Masimo’s MightySat Rx Fingertip Pulse Oximeter clears the FDA

MightySat Rx

Masimo has received FDA 510(k) clearance for MightySat Rx, its fingertip pulse oximeter that incorporates Masimo SET Measure-through Motion and Low Perfusion technology.

Said device comes with the same Masimo SET technology that is used in hospitals throughout the world and is present in all Masimo bedside devices as well as many leading multi-parameter monitors. The MightySat noninvasively measures arterial oxygen saturation (SpO2) and pulse rate (PR), in addition to perfusion index (PI) and optional pleth variability index (PVI). The Masimo SET technology enables accurate SpO2 and pulse rate measurements during motion and low perfusion.

The device is available in three versions: MightySat Rx, MightySat Rx with Bluetooth LE, and MightySat Rx with Bluetooth LE & PVI.“We are excited to provide clinicians the same accuracy provided by our other monitors in a fingertip pulse oximeter,” said Joe Kiani, Founder and CEO of Masimo. “The MightySat Rx is an impressive device in a very compact form factor that provides clinicians easy access to patient data.”

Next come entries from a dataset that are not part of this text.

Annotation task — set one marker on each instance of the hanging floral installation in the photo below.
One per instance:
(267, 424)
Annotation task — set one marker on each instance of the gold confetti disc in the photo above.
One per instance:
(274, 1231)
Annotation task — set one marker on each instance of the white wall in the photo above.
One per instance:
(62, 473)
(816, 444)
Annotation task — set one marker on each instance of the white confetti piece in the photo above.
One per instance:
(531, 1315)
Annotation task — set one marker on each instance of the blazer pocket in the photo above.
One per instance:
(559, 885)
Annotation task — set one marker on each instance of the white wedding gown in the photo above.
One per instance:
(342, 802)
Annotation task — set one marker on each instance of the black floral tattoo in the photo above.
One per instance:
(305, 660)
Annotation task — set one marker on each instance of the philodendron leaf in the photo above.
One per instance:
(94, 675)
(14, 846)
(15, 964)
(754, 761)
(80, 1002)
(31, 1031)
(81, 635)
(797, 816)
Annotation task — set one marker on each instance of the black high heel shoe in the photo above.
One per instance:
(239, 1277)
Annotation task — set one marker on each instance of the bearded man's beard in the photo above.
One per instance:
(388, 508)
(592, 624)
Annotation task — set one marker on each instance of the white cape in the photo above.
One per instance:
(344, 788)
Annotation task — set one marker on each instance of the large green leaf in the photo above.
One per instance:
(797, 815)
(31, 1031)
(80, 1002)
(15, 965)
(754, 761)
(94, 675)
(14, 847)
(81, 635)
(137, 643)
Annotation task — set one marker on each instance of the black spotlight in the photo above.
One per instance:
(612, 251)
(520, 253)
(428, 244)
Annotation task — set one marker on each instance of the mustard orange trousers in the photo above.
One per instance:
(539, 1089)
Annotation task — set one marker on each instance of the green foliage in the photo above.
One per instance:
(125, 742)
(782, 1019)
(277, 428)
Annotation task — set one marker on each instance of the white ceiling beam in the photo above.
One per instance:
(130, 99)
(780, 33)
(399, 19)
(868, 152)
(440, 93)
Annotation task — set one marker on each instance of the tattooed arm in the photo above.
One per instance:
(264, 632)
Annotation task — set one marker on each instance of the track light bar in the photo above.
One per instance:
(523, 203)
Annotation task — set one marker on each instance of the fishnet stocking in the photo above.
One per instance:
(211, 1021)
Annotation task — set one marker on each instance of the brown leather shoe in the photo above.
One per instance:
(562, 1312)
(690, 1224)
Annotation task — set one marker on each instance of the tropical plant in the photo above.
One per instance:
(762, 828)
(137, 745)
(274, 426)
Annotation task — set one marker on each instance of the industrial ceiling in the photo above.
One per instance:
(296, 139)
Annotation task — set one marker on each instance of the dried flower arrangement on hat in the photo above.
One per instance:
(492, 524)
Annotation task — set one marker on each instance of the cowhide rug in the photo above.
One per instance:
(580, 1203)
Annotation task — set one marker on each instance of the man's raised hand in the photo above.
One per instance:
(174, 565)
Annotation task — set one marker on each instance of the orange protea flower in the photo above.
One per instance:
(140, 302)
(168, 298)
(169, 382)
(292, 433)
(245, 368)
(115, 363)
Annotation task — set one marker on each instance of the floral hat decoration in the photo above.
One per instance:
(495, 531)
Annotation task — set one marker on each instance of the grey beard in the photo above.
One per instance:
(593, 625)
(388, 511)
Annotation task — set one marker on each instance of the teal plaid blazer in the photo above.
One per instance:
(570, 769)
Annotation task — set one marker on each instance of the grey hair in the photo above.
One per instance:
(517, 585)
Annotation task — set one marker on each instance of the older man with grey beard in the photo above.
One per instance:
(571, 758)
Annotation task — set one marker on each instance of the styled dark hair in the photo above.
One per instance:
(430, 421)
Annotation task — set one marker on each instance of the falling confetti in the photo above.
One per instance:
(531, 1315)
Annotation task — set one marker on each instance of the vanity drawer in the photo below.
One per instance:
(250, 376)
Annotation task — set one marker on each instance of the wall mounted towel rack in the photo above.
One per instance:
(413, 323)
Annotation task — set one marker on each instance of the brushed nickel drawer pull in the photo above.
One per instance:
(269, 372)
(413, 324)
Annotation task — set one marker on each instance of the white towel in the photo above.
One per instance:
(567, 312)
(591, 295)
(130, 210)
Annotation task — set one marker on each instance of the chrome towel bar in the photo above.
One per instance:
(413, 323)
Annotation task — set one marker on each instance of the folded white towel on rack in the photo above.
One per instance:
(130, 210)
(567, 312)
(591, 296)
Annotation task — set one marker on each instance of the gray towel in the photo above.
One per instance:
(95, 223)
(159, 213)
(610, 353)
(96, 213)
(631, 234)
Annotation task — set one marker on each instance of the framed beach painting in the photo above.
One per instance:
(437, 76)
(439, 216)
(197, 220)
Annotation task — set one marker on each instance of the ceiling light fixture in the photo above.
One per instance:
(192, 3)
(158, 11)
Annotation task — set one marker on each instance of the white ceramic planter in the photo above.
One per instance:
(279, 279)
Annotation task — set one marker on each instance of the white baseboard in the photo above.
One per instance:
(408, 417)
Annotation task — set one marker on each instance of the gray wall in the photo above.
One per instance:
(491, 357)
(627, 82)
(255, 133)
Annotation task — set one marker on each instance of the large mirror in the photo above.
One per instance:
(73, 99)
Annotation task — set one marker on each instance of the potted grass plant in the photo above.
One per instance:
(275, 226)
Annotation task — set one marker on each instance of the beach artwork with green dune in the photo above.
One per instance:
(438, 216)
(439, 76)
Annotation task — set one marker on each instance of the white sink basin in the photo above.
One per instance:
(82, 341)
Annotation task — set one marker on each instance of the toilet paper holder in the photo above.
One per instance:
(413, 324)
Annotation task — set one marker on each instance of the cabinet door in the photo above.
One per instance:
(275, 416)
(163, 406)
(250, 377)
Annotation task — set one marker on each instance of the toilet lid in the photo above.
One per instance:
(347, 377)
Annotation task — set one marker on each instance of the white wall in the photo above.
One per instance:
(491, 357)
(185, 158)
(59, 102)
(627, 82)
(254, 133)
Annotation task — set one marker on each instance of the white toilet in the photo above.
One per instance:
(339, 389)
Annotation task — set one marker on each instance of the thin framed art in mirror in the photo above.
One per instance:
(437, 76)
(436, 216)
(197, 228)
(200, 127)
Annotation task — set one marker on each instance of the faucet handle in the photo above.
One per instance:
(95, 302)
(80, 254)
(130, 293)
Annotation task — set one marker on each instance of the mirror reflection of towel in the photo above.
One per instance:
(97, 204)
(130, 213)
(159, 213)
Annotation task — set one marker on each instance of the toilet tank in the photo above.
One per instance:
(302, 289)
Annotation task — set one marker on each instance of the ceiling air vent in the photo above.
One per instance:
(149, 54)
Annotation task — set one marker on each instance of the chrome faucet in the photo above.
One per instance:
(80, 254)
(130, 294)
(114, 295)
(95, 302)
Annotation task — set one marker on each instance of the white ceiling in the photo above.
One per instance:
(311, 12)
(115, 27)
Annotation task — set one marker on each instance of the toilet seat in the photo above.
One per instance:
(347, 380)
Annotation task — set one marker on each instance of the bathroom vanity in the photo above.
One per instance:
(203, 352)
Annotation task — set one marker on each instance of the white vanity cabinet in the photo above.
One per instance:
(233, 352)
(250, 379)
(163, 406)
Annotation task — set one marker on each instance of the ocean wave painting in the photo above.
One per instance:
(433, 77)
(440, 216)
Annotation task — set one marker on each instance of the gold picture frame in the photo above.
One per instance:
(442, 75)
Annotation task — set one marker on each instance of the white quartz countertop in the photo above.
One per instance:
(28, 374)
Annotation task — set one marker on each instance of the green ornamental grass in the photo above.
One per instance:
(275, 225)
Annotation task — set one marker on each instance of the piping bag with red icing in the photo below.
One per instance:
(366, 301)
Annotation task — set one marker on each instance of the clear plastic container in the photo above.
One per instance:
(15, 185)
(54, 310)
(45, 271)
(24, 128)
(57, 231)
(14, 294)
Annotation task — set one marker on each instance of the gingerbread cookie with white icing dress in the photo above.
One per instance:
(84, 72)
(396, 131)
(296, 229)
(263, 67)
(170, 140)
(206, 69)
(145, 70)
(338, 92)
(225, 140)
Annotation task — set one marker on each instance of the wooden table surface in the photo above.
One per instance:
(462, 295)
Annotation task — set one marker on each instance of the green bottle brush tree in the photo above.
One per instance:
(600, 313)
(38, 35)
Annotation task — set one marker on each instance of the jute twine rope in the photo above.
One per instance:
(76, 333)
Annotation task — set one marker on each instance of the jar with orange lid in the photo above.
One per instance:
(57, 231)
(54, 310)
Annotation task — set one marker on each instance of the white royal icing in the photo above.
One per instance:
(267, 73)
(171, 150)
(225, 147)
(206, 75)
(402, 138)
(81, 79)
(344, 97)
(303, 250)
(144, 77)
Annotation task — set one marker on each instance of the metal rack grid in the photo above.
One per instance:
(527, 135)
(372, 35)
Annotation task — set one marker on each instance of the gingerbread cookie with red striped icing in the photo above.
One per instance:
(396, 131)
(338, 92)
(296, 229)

MightySat Rx is designed to comfortably grip a patient’s finger using a flexible, conforming silicon pad. An OLED display presents information clearly, while a touchpad allows for customization. MightySat Rx is designed to be both rugged and lightweight.

The device is available in three versions: MightySat Rx, MightySat Rx with Bluetooth LE, and MightySat Rx with Bluetooth LE & PVI. The versions with Bluetooth can connect with iOS and Android mobile devices to display, trend, and communicate the measurements made on MightySat.